Washington, DC — The U.S. Commodity Futures Trading Commission (CFTC) today issued Orders granting registration to 18 swap execution facilities (SEFs). The SEFs issued a Registration Order today previously were operating under temporary registration status. SEFs are trading facilities that operate under CFTC’s regulatory oversight for trading and processing swaps. SEFs were authorized to be created by the Dodd-Frank Wall Street Reform and Consumer Protection Act of 2010 to provide greater pre-trade and post-trade transparency to the swaps market.
The SEFs approved for registration are: 360 Trading Networks Inc.; BGC Derivatives Markets, L.P.; Bloomberg SEF LLC; Chicago Mercantile Exchange Inc.; DW SEF LLC; GFI Swaps Exchange LLC; ICAP Global Derivatives Limited; ICAP SEF (US) LLC; ICE Swap Trade, LLC; Javelin SEF, LLC; LatAm SEF, LLC; MarketAxess SEF Corporation; SwapEx, LLC; Thomson Reuters (SEF) LLC; tpSEF Inc.; Tradition SEF, Inc.; trueEX LLC; and TW SEF LLC.
With registration, the SEFs will be required to demonstrate continued compliance with all applicable provisions of the Commodity Exchange Act and CFTC regulations, including Part 37, and any future regulations, amendments, guidance, and interpretations issued by the CFTC.
CFTC staff is continuing with registration reviews for the remaining five SEFs that currently are temporarily registered. Pending their reviews, those facilities continue to operate under temporary registration status.
Statement of Commissioner J. Christopher Giancarlo Regarding Full Registrations of Swap Execution Facilities
Five and a half years after the Dodd-Frank Act required the registration of U.S. platforms for swaps transactions, the CFTC has today announced full registration of 18 applicants as swap execution facilities (SEFs). It is a notable accomplishment. I commend the Division of Market Oversight staff for completing this step to enhance the safety and soundness of U.S. financial markets.
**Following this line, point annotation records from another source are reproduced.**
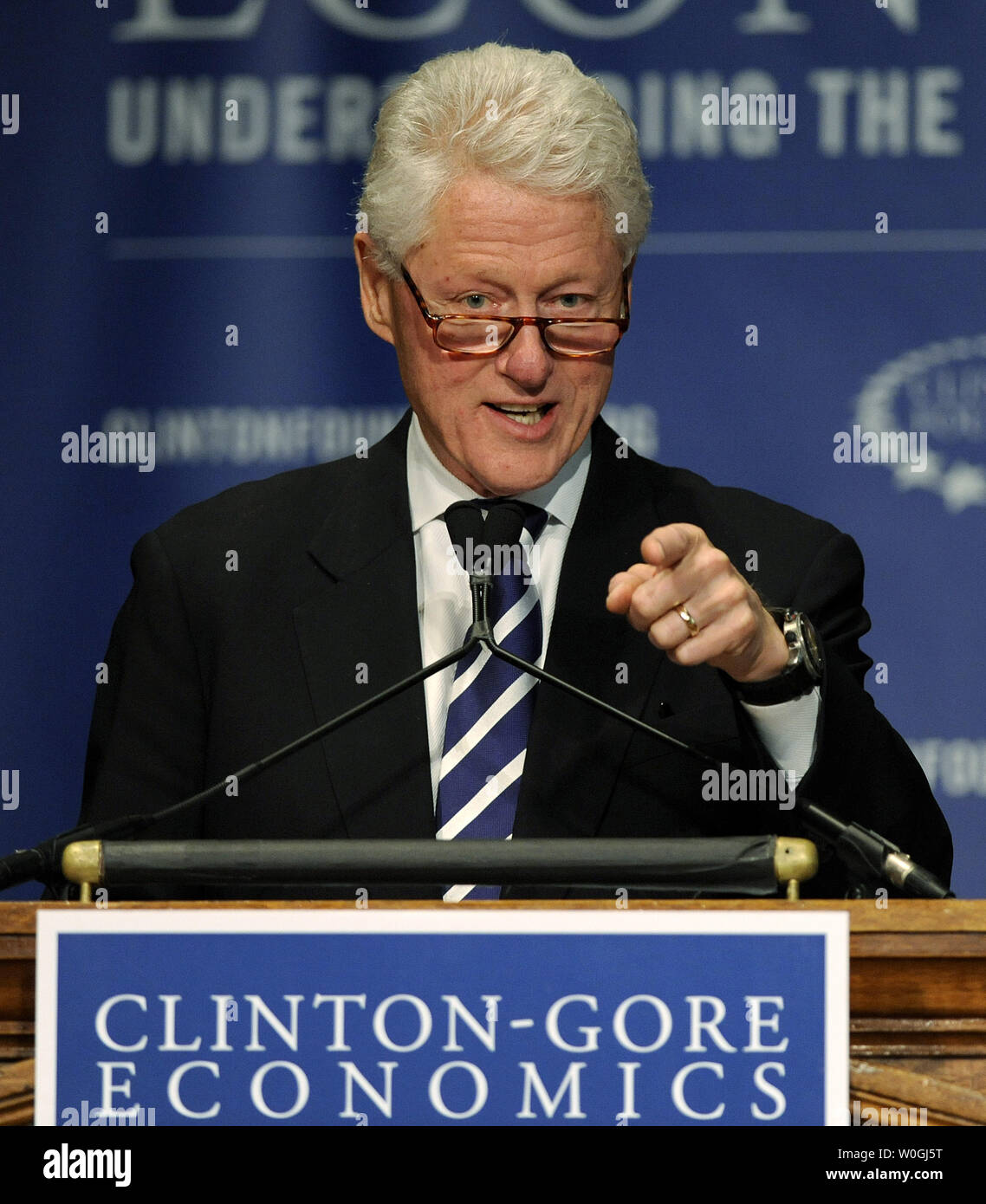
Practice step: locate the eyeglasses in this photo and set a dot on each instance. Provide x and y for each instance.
(478, 335)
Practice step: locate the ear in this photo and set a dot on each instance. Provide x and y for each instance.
(374, 289)
(630, 268)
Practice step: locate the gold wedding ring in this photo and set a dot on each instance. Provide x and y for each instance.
(683, 613)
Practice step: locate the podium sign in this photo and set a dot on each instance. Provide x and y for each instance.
(448, 1016)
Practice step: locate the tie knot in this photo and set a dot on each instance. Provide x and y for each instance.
(535, 518)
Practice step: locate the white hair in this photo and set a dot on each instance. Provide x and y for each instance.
(529, 118)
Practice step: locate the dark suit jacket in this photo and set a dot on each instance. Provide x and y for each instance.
(211, 669)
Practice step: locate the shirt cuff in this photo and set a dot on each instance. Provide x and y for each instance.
(788, 731)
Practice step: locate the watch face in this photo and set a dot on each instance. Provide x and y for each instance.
(812, 648)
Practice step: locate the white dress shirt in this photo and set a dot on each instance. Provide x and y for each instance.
(444, 607)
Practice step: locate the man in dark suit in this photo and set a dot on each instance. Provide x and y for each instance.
(339, 590)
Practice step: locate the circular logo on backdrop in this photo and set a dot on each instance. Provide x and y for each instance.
(933, 398)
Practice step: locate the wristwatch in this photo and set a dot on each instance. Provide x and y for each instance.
(803, 670)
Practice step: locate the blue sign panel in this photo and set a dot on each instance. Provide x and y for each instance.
(430, 1018)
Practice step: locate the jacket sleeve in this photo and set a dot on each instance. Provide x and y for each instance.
(862, 769)
(149, 720)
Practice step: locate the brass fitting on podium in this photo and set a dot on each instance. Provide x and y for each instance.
(82, 862)
(795, 861)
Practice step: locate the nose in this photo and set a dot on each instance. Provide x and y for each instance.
(526, 360)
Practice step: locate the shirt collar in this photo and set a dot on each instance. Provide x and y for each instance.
(432, 488)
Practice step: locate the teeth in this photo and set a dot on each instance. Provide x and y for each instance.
(526, 416)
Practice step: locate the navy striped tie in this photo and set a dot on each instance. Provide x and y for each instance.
(490, 713)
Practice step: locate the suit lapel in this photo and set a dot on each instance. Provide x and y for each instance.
(358, 635)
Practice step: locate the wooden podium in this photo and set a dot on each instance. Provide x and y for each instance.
(918, 999)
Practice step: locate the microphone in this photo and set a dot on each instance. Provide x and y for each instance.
(863, 851)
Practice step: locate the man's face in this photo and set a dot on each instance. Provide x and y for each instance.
(501, 249)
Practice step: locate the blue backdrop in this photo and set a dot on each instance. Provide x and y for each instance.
(139, 224)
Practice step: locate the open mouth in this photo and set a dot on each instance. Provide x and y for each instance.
(528, 416)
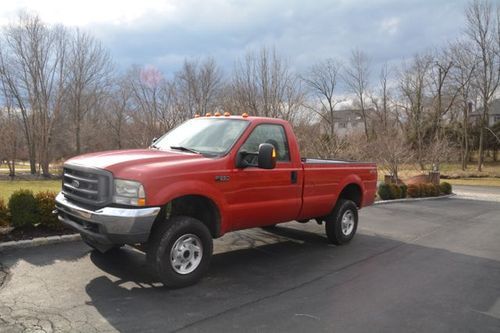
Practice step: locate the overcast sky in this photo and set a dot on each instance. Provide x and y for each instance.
(163, 33)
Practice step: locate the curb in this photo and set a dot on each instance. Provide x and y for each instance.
(38, 242)
(385, 202)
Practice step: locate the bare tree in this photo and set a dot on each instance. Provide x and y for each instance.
(88, 75)
(465, 65)
(356, 76)
(321, 81)
(199, 86)
(414, 86)
(390, 150)
(483, 31)
(264, 85)
(32, 69)
(382, 101)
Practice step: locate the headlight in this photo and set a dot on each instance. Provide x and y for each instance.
(129, 192)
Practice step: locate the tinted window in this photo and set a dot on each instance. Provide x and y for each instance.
(211, 136)
(268, 133)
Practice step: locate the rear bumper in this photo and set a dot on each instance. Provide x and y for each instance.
(108, 225)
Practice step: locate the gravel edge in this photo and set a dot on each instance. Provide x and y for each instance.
(38, 242)
(385, 202)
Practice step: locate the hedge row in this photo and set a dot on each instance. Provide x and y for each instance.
(26, 209)
(393, 191)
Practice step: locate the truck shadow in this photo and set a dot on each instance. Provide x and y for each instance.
(131, 299)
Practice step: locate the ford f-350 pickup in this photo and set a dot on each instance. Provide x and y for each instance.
(209, 176)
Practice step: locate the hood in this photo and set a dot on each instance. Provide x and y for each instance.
(117, 160)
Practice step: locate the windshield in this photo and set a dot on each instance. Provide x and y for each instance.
(207, 136)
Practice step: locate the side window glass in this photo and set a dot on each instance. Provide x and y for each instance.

The staff’s work was made unreasonably more complicated by having to apply the CFTC’s misconceived swaps trading rules to the distinct liquidity characteristics, long-established market practices and sophisticated market structure of the global swaps markets. Yet, completing this registration process reduces uncertainty for market participants who have been served by temporarily registered SEFs for the past two plus years.
Still, it cannot go unremarked that, in order to make full registration a reality, the Commission expressly relies on a series of five time-limited staff no-action letters to provide “workarounds” for its flawed swaps trading rules. Without reliance on the no-action letters, registration could not have been achieved without substantial harm to the existing marketplace. The Commission’s dependence on this hodgepodge of workarounds confirms what I said in my White Paper – that the CFTC’s flawed swaps trading rules are broadly mismatched to the inherent structure and workings of global swaps markets.
Relying on no-action letters for full registration does not fix the underlying flaws in the CFTC’s swaps trading rules. It does not provide the regulatory certainty that is a necessary element of marketplace confidence essential to sustainable economic recovery.
Now that the full SEF registration process is mostly complete, I urge the Commission to adopt the recommendations in my White Paper and Six Month Progress report and finally fix the swaps trading rules. Simply codifying the existing flawed no-action letters will not adequately address the underlying issues. It is past time to align the CFTC’s swaps trading regulatory framework with the clear mandate of Title VII of the Dodd-Frank Act.